第7話 お茶会って大事

扉を開ける前まで友達出来るかな、なんて期待していた。教室に入ると誰だこいつ感が凄い、一日違いでこんな感じと針のむしろのような視線の中、自分の席もわからない事に気づいた。焦っている感は出したくないので能面で辺りを見渡す。


すると、後光が見えた…気がする令嬢の下へ、母様に連れられた茶会で時々会話する令嬢がいるではないか。

「お久しぶりです。ローラ様」

と声をかけると

「お久しぶりです。シャル様、入学式後に体調を崩されたと聞きました、お加減はいかがですか?」

なんて可愛い声で聞いてくれるので私の能面もほぐれる。

「緊張してしまい夜更かしして体調崩してしまっただけですの」

と答えると柔らかい笑みとともに

「それはよかったですわ。私も昨日はドキドキしました、でもクラスメートにシャル様もご一緒なんて嬉しいわ」

と言ってくれるから、こちらこそなんて言ってしまった。少々おばさんぽくなってしまい恥ずかしい。母様には感謝だわ、面倒だなと毎回思ってたお茶会こんなに役に立つなんて。感動しているとローラ様から

「シャル様の席は窓側の後ろから3番目ですよ」

と欲しい情報を簡潔に言う、もしやあなたは、サポートキャラなんて思いながらなんでもゲームやラノベに当てはめるのはよくないなと思う。自席につくと授業の準備やら教科書を見てみようとパラパラめくると隣の席に座る人物に驚いた。

見たことがある第一印象。水色の髪、整った顔。攻略対象ではなかろうか。疑問が確信になるような話したら駄目だと拳に力が入る。下を向いているとチラッとこちらを伺うような視線を一度投げかけてきた。

「おはようございます」

と小さな声で言う。一応挨拶はしたから無視したわけでも何か興味がある令嬢でもないと認識してくれるといいなと思う。

「おはよう」

と小さな声で返してくれた。嬉しい気持ちになったけど目立ちたくはないので空気に徹した。


ホームルームが始まるとまず自己紹介させられた。これは転校生のようだ、一日違いなのに。

「初めまして。シャルロッテ・ストンズです。よろしくお願いします」

なんて事もない挨拶だけど緊張するね、その場でお辞儀をする。


何事もなく授業は終わり一年生は午後の授業は無し。ローラ様ともう一人シャーリス様、こちらも母様に連れて行かれた茶会友達と少しお話しながら帰る。
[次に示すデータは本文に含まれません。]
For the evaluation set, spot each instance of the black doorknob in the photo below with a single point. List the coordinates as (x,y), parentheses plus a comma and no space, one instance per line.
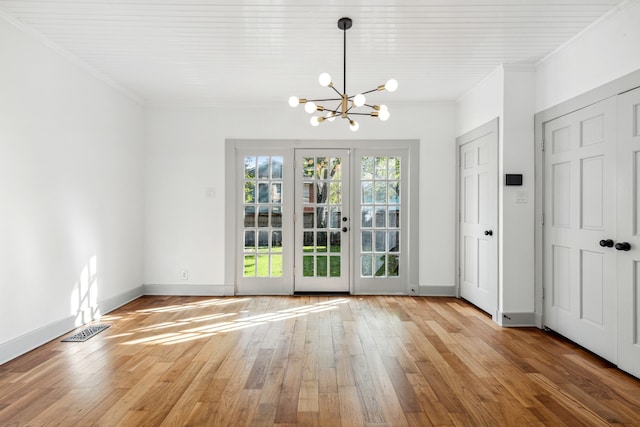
(608,243)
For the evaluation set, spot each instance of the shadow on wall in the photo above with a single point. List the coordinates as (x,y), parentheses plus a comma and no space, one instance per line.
(84,295)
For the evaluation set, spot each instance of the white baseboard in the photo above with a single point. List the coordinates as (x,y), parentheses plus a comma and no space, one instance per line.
(20,345)
(27,342)
(438,291)
(188,290)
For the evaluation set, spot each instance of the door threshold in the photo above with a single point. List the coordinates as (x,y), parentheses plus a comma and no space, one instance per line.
(330,294)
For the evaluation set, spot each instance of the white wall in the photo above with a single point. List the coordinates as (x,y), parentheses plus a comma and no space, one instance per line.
(604,52)
(185,155)
(70,191)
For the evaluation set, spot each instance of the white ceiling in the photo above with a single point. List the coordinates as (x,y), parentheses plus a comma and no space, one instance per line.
(258,51)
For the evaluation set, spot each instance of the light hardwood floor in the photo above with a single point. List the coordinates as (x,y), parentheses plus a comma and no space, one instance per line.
(320,360)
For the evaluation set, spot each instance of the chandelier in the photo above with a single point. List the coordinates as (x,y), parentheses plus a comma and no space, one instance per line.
(346,104)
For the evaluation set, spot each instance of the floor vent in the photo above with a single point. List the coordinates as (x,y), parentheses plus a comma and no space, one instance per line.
(86,333)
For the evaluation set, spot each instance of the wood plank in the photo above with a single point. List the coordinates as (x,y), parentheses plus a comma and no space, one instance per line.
(371,360)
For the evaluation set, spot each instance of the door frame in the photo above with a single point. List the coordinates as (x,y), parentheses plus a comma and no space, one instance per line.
(232,146)
(491,126)
(616,87)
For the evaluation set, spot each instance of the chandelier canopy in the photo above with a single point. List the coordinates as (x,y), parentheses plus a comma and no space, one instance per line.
(346,103)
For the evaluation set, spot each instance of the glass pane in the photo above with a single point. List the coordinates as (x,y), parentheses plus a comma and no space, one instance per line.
(263,216)
(308,193)
(307,266)
(249,216)
(263,265)
(367,245)
(276,241)
(263,241)
(367,217)
(276,265)
(321,241)
(322,215)
(276,167)
(394,192)
(322,266)
(393,265)
(249,240)
(321,192)
(334,266)
(322,168)
(249,192)
(276,216)
(367,168)
(263,192)
(307,218)
(335,197)
(335,242)
(250,167)
(380,265)
(381,213)
(394,216)
(308,168)
(307,241)
(249,269)
(336,168)
(381,241)
(276,192)
(366,266)
(263,167)
(367,191)
(381,167)
(335,217)
(394,241)
(394,168)
(381,192)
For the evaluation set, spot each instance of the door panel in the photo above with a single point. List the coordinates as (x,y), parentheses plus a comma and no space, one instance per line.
(580,165)
(628,229)
(478,254)
(322,221)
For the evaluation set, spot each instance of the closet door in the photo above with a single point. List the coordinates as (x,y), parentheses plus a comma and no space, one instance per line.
(628,243)
(580,227)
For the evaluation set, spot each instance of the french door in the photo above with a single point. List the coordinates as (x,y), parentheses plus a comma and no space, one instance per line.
(322,220)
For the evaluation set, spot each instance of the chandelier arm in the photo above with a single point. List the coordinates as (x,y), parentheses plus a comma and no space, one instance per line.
(369,91)
(326,99)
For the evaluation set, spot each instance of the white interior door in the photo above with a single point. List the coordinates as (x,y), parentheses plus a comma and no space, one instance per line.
(478,246)
(580,225)
(322,221)
(628,232)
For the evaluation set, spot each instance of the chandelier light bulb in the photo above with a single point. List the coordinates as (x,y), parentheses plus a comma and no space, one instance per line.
(310,107)
(324,79)
(391,85)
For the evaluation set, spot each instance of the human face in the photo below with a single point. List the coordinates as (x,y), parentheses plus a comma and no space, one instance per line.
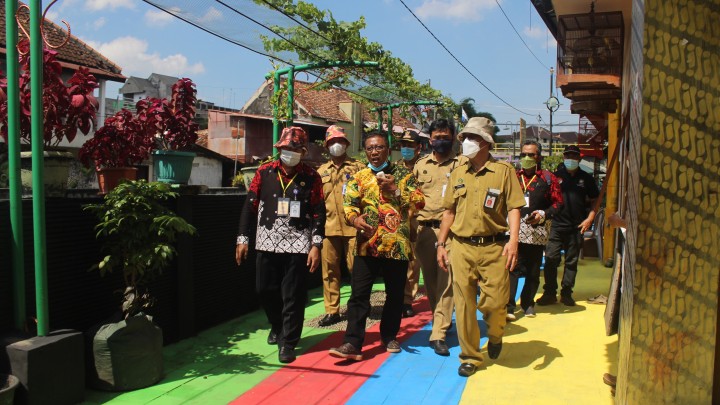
(376,150)
(530,150)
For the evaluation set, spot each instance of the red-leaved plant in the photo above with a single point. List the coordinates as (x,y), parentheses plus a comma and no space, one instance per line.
(121,142)
(66,108)
(171,121)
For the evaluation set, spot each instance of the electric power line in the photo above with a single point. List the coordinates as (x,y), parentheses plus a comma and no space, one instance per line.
(460,63)
(518,34)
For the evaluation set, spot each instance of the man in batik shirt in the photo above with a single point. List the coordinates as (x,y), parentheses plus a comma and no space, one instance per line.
(377,203)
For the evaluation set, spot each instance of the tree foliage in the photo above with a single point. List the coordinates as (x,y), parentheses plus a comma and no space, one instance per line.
(342,40)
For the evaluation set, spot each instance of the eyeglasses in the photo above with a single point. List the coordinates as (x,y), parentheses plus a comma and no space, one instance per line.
(378,148)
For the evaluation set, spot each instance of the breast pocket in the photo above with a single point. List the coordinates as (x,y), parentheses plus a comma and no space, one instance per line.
(327,185)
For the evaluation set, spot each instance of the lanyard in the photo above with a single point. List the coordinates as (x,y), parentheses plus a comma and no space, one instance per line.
(282,184)
(525,186)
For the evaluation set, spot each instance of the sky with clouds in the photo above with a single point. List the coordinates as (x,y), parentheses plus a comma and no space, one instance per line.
(143,40)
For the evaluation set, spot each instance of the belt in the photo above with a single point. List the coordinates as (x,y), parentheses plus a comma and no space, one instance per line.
(430,224)
(481,240)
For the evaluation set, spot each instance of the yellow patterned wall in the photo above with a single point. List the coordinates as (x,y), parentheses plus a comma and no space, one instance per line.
(669,316)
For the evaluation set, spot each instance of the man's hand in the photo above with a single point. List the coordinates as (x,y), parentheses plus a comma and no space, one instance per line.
(313,259)
(442,258)
(363,227)
(241,253)
(510,251)
(585,225)
(534,218)
(387,184)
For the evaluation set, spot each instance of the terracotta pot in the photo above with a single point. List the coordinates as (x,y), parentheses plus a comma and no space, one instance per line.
(110,177)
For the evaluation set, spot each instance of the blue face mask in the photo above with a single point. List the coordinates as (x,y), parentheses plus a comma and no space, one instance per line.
(407,153)
(571,164)
(377,169)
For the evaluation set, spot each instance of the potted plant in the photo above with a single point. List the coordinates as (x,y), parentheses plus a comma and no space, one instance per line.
(171,123)
(114,148)
(67,108)
(138,232)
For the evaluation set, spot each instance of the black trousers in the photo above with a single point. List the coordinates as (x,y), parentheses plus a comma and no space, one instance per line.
(528,266)
(365,270)
(280,284)
(570,241)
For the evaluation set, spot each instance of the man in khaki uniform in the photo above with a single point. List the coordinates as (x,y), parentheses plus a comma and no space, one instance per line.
(481,204)
(339,243)
(410,151)
(433,173)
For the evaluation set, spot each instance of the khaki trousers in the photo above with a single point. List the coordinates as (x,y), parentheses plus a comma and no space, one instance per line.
(438,283)
(335,249)
(484,266)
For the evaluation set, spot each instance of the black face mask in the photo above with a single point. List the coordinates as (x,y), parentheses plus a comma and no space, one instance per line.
(441,146)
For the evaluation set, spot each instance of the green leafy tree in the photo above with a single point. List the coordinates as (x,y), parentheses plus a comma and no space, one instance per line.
(342,40)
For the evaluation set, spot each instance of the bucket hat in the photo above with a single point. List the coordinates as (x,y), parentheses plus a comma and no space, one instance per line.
(479,126)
二年生以上はお昼を食べて午後の授業に臨まれる。私達は学院を出ようとする廊下とカフェテリアに続く廊下の交わるところで、少女の甲高い声を聞く。

「きゃあ、転んじゃった。てへ」

ピンクぽい髪の子が誰かにぶつかって転んだ様子が見えた。あれって第二王子じゃない、あの子わざとぶつかりにいったのではないだろうか。誰もあの子に手を差し出さない。王子の周りにいる側近の学生めちゃくちゃ睨んでいるし、ピンクちゃん、流石に気付くよね。なんかうわーって感じだわ。みんな引いている。私達もサッとその場を後にした。

「あれはないですわ」

「さすがにあれは酷い」

二人も言う。自分からぶつかりにいった様に見えた、イベントってやつを強制的に発生させようとしたのかな。明日以降ピンクちゃんが学院にいる気がしない。王子の表情は変わらなかったようだけど側近さん達は親の仇かの如きの視線をあの子に向けてた。物思いに耽っていると馬車乗り場まで来て、二人に別れの挨拶をして馬車に乗る。


そんな様子をずっとセオドリアが見ていた。


ガタゴト走る馬車は学院と家は意外とちかく30分もかからない。徒歩通学可能だろうけど醜聞の方が強く出る為、馬車一択である。


家につくとすぐに着替えて昼食をいただく。この時間は一人だ。広いダイニングにぽつんと一人で寂しいご飯タイムだ。しかし今日からやる事がある。ようこそくびれ、脱寸胴ボディーを合言葉に庭の散策という体のいいウォーキングを始める。この若い身体は意外と無茶が効くと早歩きで庭を巡ると一時間なんてあっという間だった。アンナには

「お嬢様いつの間に私達の技を習得したのですか」

なんて聞かれたものだから、忍者と思ってた動きまさかの早歩き?なんて疑問も生まれた。この後は腹筋をした。刺繍や読書をしようかなぁと思ったら、母様にお茶に誘われた。